The A-Frame: Building a Regenerative Hybrid Future

Transitioning to a regenerative AI paradigm is a monumental task, but it is not an abstract one. It requires a deliberate and conscious effort from developers, policymakers, and the public. The A-Frame provides a simply actionable path forward for transforming how we build and deploy AI systems.

Awareness

Recognize the hidden costs of current AI approaches. Single-metric optimization—whether for profit or efficiency—creates fragile, often destructive systems. Critical examination of algorithmic impact on society is essential, building on work by organizations like the Center for Humane Technology.

Appreciation

Value the complex, interconnected systems AI touches. Beyond quantifiable metrics lie crucial elements: community trust, mental well-being, ecological health. AI development requires collaboration across disciplines—ecologists, sociologists, ethicists, and artists—to create models that honor this complexity rather than flatten it.

Acceptance

Embrace our profound responsibility. The values embedded in today’s systems will define tomorrow’s world. Pure techno-solutionism falls short; building compassionate, regenerative AI demands philosophical and ethical rigor alongside technical excellence. This challenge requires both humility and commitment.

Accountability

Establish solid holistic oversight mechanisms. Success metrics must extend beyond accuracy and efficiency to include systemic well-being and regenerative impact. This requires transparent governance, independent algorithmic audits, and clear liability frameworks for systemic harm. Both creators and their systems must answer for the future they’re building.
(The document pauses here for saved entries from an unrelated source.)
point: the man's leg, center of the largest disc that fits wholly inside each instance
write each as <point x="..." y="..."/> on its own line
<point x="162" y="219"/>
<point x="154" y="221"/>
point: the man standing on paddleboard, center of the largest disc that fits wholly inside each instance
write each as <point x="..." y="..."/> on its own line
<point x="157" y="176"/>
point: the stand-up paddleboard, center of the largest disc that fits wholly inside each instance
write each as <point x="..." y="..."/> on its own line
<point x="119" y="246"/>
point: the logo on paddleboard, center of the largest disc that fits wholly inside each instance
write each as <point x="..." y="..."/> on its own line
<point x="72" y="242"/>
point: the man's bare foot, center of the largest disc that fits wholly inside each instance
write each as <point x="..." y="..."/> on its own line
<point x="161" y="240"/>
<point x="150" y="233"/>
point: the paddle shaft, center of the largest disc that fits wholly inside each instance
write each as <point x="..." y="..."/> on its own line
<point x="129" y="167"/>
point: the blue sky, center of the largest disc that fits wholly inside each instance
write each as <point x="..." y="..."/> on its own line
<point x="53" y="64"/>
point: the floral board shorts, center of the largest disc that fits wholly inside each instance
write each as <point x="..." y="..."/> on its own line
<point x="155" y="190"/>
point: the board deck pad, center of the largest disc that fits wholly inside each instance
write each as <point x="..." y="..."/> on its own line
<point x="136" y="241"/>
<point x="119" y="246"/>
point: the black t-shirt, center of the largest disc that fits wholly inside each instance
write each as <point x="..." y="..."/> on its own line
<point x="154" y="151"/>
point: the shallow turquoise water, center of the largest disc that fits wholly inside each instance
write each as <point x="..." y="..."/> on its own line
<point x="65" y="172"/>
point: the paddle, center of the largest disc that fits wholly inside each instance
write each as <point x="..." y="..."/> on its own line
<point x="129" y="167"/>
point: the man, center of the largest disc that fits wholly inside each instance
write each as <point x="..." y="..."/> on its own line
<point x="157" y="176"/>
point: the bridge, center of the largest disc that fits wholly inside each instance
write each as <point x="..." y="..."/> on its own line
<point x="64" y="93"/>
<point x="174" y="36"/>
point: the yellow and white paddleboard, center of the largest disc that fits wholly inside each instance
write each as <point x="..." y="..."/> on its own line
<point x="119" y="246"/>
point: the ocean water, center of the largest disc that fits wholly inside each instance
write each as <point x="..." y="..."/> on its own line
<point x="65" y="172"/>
By moving through awareness, appreciation, acceptance and accountability, we can begin the crucial work of steering AI away from the extractive path that it – and we – are currently on. Toward a future where it serves as a catalyst of positive social change, with planetary dignity. The choice is ours: to build algorithms that see the world as a resource to be mined, or to cultivate an intelligence that understands how to help a garden grow.